Haven't played vanilla in awhile, but I found noble-prince was easy, and prince-monarch was tough for me - that was playing mostly on epic speed though. Prince-monarch obviously has its challenges as the early rush becomes more challenging with AI starting w/archery.
 
Oh! Archery is the pill to swallow. I didn't remember that one, but that is probably crucial (and the reason so many Mansa Musas populate the HOF around that difficulty).

What I meant by the gold start was that I planted on the plains/hill/gold. Incidentally, there was another gold/plains/hill in the first pop to add to a remarkably advantageous BFC. I didn't have any food resources in the immediate area, but I capitalized my flood plains with Agr as a starting tech for China.

I'm not at my laptop which I used to play this game, but when I do, I'll try to post my start screenie to field if I made the best decision or if maybe I just had too much handed to me by the RNG gods.

Incidentally, I think the military analysis is very helpful to understanding. I figured obsolescence would be different and expected that, but I didn't know the relative builds are lower, too. What I did notice on both epic and marathon is that shielding workers from getting killed and still layering on infrastructure while at war is harder. No more "build the road and then get covered by friendly units" because two and three turn roads have become 6 and 8. Also, 1 turn pillaging for 30 turns to improve scars ALOT more. Particularly when it is the marble I am using to build wonders.

I didn't know that game speeds other than quick and normal were preferences of anyone, and I admit that 80% of my games are normal with the remaining mostly filled up with quick. I get what you mean about the military decisions being more... urgent.
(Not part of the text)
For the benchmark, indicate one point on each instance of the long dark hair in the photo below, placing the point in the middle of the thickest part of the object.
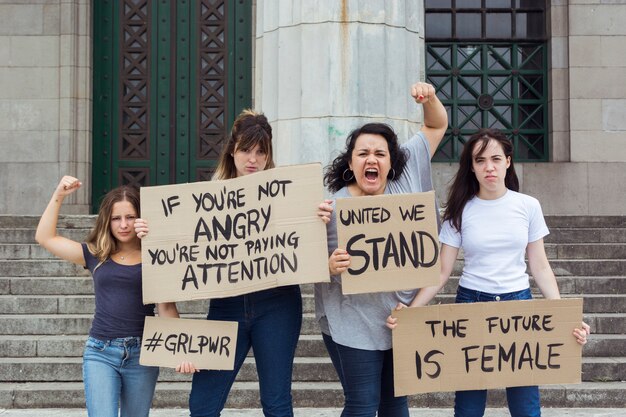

The AI definitely seems more intent on military build-up at normal speed and I'm not sure if they get free unit upgrades at noble, but that deterrence to obsolescence (I don't have to pay to upgrade or waste turns building new military) is definitely the biggest felt advantage in a marathon game. Everything else may just seem like a stretched out civ game, but the AI not being able to breathe down your neck with the threat of an unanswerable DoW is definitely a reason that I might switch to Marathon for my weekend play run.

I think I am going to up the size before I up the difficulty. I think that the reduced diplomatic stresses and the map competition to spread religion is probably much easier in marathon because its a small map. Moving to Standard on my next Marathon game.
 
Settling on the gold typically wouldn't be as beneficial as settling near it and mining it - you lose out on a massive commerce bonus. If you had flood plains, you could farm 2 flood plains and work two gold hills at size 4 and still grow. If there's a food resource, even better, cottage those flood plains to keep growing and keep the commerce coming in.